My research shows that this kind of language is far from being a general aspect of Johnson’s brand. It is, in fact, a very new tactic. He may have a longstanding interest in Winston Churchill, but before Brexit reached boiling point, Johnson hardly ever mentioned the war.
I’ve been examining the language Johnson used in written material authored between July 2015, when he became MP for Uxbridge and South Ruislip, and July 2018, when he resigned as foreign secretary from Theresa May’s government in protest over her Brexit deal. I’ve looked particularly at his use of historical and military imagery, before, during and after the Brexit referendum.

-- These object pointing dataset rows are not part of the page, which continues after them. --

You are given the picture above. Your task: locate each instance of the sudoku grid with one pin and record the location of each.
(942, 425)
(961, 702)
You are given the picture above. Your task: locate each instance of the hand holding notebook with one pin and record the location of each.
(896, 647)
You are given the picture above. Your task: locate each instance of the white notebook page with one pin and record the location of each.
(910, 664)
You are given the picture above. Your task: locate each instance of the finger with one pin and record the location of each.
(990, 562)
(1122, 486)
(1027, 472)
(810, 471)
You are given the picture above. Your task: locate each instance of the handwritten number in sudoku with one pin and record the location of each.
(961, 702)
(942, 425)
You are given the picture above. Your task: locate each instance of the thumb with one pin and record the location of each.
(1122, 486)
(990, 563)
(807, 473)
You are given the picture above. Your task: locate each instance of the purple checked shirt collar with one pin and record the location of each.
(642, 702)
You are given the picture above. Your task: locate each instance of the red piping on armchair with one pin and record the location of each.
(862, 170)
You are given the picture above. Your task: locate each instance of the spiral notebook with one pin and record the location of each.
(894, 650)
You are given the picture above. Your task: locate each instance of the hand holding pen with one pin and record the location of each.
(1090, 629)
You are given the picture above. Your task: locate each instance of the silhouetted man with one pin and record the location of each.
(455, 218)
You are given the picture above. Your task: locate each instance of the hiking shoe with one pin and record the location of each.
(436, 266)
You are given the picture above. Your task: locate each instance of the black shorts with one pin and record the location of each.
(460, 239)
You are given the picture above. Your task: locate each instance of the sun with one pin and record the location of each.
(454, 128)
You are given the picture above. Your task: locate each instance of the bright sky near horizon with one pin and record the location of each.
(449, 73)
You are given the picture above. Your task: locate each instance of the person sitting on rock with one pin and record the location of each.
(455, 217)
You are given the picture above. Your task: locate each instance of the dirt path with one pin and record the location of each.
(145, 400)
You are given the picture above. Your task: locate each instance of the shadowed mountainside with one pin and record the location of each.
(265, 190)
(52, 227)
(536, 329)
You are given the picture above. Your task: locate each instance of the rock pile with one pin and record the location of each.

Given the kind of language being bandied around during the referendum, with Nigel Farage’s “battle bus” blasting out the theme from the Great Escape, we might have expected Johnson to have used many historical references in his writing. But he rarely did during this period.
Don’t mention the war? no problem
In his newspaper articles, Facebook posts, letters and transcribed speeches from this time, Johnson barely mentioned any wartime terms or phrases. Indeed, he only wrote one article between May 2015 and July 2018 which specifically referenced any wartime events, and he later apologised for its content, having compared the EU to Nazi Germany.
It was only after Johnson resigned as foreign secretary that he began, almost immediately, to reference World War II and use overtly militaristic terms in his writing. In his ministerial resignation speech in the House of Commons, Johnson argued that there had been a “stealthy retreat” by the May government from their Lancaster House plans and that Britain should “not be stampeded by anyone”.
Undoubtedly, resigning from the cabinet gave him more freedom to present his arguments in his own unique way but the contrast is nevertheless striking.
Temperatures were certainly high during the referendum but the approaching Brexit deadline on October 31 has led to a sense of desperation across the political spectrum. With neither side budging, consensus seems impossible and so the language has become more confrontational.
Then there has been the arrival in Downing Street of Dominic Cummings, the self-styled Svengali of the Leave campaign. His unflinchingly combative approach, while successful in the Brexit referendum, appears to have raised temperatures even further – although he himself describes the current situation as a “walk in the park”.
Another key difference may be that the government is running out of Brexit options. Where once Brexit supporters were able to talk of all kinds of different models for the UK’s future relationship with the EU – from a “Norway deal” to a “Canada option” – there is now only the choice between no deal, remaining or whatever deal Johnson hopes to strike with the EU at the eleventh hour. As the options become more stark, so does the language. As doors close, analogies become more urgent, more militaristic. Conservative MP Mark Francois cites his time in the Territorial Army, saying he “wasn’t trained to lose”. He and other members of the European Research Group call themselves “Spartans”.
Why it matters
For as long as politicians have been speaking to the masses, they have used military analogies to make their point. Terms referencing violence, war, weaponry and abuse have long been used, in a relatively benign way, to highlight dynamism and a determination to “get the job done”. These terms are equally a part of the daily lives of many people, and are largely meaningless. The violence they suggest is confined to the language used.
But it is clear that language matters, and it matters most in an uncertain, potentially dangerous political environment, such as exists in Britain at the moment. As a political environment becomes more febrile, the spectre of violence begins to become a reality.
MPs have warned as much, to Johnson directly at times. Labour MPs, most notably Paula Sherriff and Jess Phillips, have highlighted the murder of the MP Jo Cox in 2016 and warned that the warlike language being used by politicians was also being used in by the people sending them threatening emails and social media posts.
If language doesn’t matter, it raises the question of why the Conservative government have labelled the Benn Act “the surrender act” in the first place, and why they and others continue to use such violent and militaristic language.
For those who want to “win” the Brexit argument, language is a useful shorthand to sell your argument, to accuse the opposition of cowardice or collaboration with the “enemy” you have created. Johnson has deliberately changed his language since July 2018, using far more militaristic and warlike discourse than was evident before that date. And the difference is so stark that it indicates it was a deliberate rather than accidental change.